Author: Christian Kludt

Description

This package provides the handy Fringes class which handles all the required parameters for configuring fringe pattern sequences and provides methods for fringe analysis.

Features

  • Generalized Temporal Phase Unwrappting (GTPU)
  • Uncertainty Propagation
  • Optimal Coding Strategy
  • Deinterlacing
  • Multiplexing
  • Filtering Phase Maps
  • Remapping

Background

Many applications, such as fringe projection [11] or deflectometry [1], require the ability to encode positional data. To do this, fringe patterns are used to encode the position on the screen / projector (in pixel coordinates) at which the camera pixels were looking at during acquisition.

--- FIGURE coding ---

I = A + B * cos(2πvξ/L - 2πft - φ₀)
  = A + B * cos(kx - wt - φ₀)
  = A + B * cos(Φ)
  • Encoding
    • Spatial Modulation
      The x- resp. y-coordinate ξ of the screen/projector is normalized into the range [0, 1) by dividing through the maximum coordinate L and used to modulate the luminance in a sinusoidal fringe pattern I with offset A, amplitude B and spatial frequency v.
    • Temporal Modulation
      The pattern is then shifted N times with an equidistant phase shift of 2πf/N radian each. An additional phase offset φ₀ may be set, e.g. to let the fringe patterns start with a gray value of zero.
  • Decoding
    • Temporal Demodulation
      From these shifts, the phase map φ is determined [13]. Due to the trigonometric functions used, the global phase Φ is wrapped into the interval [0, 2 π] with v periods: φ ≡ Φ mod 2π.
    • Spatial Demodulation / Phase Unwrapping
      If only one set with spatial frequency v ≤ 1 is used, no unwrapping is required because one period covers the complete coding range. Hence, the coordinates ξ are computed directly by scaling: ξ = φ / (2π) * L / v. This constitutes the registration, which is a mapping in the same pixel grid as the camera sensor and contains the information where each camera pixel, i.e. each camera sightray, was looking at during the fringe pattern acquisition. Note that in contrast to binary coding schemes, e.g. Gray code, the coordinates are obtained with sub-pixel precision.
      • Temporal Phase Unwrapping (TPU)
        If multiple sets with different spatial frequencies v are used and the unmbiguous measurement range is larger than the coding range UMR ≥ L, the ambiguity of the phase map is resolved by generalized multi-frequency temporal phase unwrapping (GTPU) [14].
      • Spatial Phase Unwrapping (SPU)
        However, if only one set with v > 1 is used, or multiple sets but UMR < L, the ambiguous phase φ is unwrapped analyzing the neighbouring phase values [15] [16]. This only yields a relative phase map, therefore absolute positions are unknown.

Contents

Installation

You can install fringes directly from PyPi via pip:

pip install fringes

Usage

You instantiate and deploy the Fringes class:

import fringes as frng

f = frng.Fringes()      # instanciate class

For creating the fringe pattern sequence I, use the method encode(). It will return a NumPy array in videoshape (frames, width, height, color channels).

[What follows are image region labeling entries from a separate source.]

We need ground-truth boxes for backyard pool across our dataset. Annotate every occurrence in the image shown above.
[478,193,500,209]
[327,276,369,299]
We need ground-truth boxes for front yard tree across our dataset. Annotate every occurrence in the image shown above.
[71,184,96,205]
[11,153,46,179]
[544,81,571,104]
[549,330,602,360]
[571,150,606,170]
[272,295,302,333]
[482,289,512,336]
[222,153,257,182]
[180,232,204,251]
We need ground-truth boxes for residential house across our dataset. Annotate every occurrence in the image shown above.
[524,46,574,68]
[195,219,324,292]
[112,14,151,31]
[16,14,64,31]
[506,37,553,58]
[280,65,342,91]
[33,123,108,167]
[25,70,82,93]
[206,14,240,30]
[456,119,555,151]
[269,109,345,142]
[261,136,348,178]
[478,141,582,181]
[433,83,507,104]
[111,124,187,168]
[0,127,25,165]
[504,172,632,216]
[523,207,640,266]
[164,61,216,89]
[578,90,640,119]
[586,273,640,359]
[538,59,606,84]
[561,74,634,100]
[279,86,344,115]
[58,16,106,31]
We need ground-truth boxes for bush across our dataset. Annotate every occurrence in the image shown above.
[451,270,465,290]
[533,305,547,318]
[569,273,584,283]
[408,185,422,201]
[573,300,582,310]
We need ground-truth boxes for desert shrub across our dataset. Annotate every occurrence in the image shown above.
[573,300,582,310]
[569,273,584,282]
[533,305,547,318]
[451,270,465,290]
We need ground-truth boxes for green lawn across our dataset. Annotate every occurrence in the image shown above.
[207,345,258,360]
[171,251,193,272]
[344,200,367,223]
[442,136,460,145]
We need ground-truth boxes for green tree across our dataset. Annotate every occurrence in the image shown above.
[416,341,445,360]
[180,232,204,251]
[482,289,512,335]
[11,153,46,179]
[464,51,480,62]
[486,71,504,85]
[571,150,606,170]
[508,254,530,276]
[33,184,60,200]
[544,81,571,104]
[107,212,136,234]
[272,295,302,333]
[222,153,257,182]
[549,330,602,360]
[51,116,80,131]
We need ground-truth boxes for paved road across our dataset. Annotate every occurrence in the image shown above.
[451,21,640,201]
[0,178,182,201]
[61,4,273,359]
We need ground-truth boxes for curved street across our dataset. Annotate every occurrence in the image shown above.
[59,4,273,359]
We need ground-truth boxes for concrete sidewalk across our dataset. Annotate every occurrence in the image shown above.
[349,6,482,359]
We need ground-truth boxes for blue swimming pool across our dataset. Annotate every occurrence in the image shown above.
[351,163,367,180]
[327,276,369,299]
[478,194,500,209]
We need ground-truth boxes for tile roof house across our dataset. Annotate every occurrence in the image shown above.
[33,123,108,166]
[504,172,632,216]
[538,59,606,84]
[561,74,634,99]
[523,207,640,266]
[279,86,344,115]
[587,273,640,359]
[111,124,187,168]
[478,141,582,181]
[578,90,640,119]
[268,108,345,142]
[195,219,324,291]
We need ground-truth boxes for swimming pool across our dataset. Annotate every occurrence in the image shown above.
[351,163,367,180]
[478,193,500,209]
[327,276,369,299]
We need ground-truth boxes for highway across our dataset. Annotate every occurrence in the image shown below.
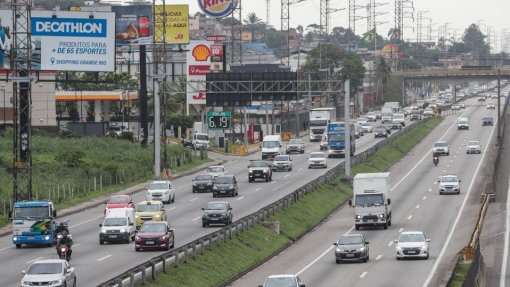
[0,118,406,286]
[231,99,497,287]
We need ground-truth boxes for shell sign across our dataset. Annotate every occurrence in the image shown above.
[198,0,237,18]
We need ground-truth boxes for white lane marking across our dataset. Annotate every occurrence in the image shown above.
[97,254,112,262]
[25,257,44,263]
[423,120,496,287]
[296,226,354,275]
[499,173,510,286]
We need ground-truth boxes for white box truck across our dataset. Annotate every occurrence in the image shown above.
[309,108,336,142]
[349,172,391,230]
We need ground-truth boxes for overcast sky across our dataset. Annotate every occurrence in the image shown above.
[181,0,510,51]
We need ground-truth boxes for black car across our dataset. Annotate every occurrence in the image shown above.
[333,234,370,263]
[248,160,273,182]
[374,127,388,138]
[482,117,494,126]
[191,174,214,193]
[202,201,234,227]
[213,174,239,197]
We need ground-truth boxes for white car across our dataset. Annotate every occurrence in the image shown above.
[466,141,482,153]
[393,231,430,260]
[21,259,76,287]
[146,180,175,203]
[437,175,461,194]
[308,151,328,168]
[206,165,227,178]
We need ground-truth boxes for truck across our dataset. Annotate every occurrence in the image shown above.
[327,122,356,158]
[309,108,336,142]
[349,172,391,230]
[11,200,57,248]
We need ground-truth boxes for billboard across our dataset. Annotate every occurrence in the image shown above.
[155,5,189,44]
[0,10,115,72]
[112,5,154,46]
[186,41,213,105]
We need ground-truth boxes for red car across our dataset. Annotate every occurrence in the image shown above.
[135,221,175,251]
[104,194,135,214]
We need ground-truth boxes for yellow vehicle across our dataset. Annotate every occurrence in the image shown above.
[135,201,166,229]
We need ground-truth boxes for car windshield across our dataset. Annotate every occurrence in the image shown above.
[136,204,160,212]
[398,233,425,242]
[338,236,363,245]
[138,223,166,233]
[149,182,169,189]
[205,202,227,210]
[264,277,297,287]
[214,176,234,184]
[310,153,326,158]
[103,217,127,226]
[27,262,62,275]
[274,155,289,161]
[195,174,212,181]
[441,176,457,182]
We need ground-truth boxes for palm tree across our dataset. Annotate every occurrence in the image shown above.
[243,13,264,42]
[375,56,391,103]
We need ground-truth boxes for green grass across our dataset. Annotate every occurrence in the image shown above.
[137,118,441,287]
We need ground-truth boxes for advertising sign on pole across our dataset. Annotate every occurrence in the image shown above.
[186,41,212,105]
[154,5,189,44]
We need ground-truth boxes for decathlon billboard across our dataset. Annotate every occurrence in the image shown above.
[30,11,115,72]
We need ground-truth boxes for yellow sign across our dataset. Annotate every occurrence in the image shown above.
[154,5,189,44]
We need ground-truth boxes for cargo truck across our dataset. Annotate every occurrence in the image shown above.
[349,172,391,230]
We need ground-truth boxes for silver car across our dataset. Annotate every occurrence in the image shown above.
[21,259,76,287]
[393,231,430,260]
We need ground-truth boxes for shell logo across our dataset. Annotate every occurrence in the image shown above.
[198,0,238,18]
[191,44,211,62]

I = f.encode()          # encode fringe patterns

For analyzing (recorded) fringe patterns, use the method decode(). It will return a namedtuple, containing the Numpy arrays brightness A, modulation B and the coordinates ξ, all in videoshape.

A, B, xi = f.decode(I)  # decode fringe patterns

All parameters are accesible by the respective attributes of the Fringes class.

f.X = 1920              # set width of the fringe patterns
f.Y = 1080              # set height of the fringe patterns
f.K = 2                 # set number of sets
f.N = 4                 # set number of shifts
f.v = [9, 10]           # set spatial frequencies
f.T                     # get the number of frames

A glossary of them is obtained by the class attribute doc.

frng.Fringes.doc        # get glossary

You can change the logging level of a Fringes instance. Changing it to 'DEBUG' gives you verbose feedback on which parameters are changed and how long functions take to execute.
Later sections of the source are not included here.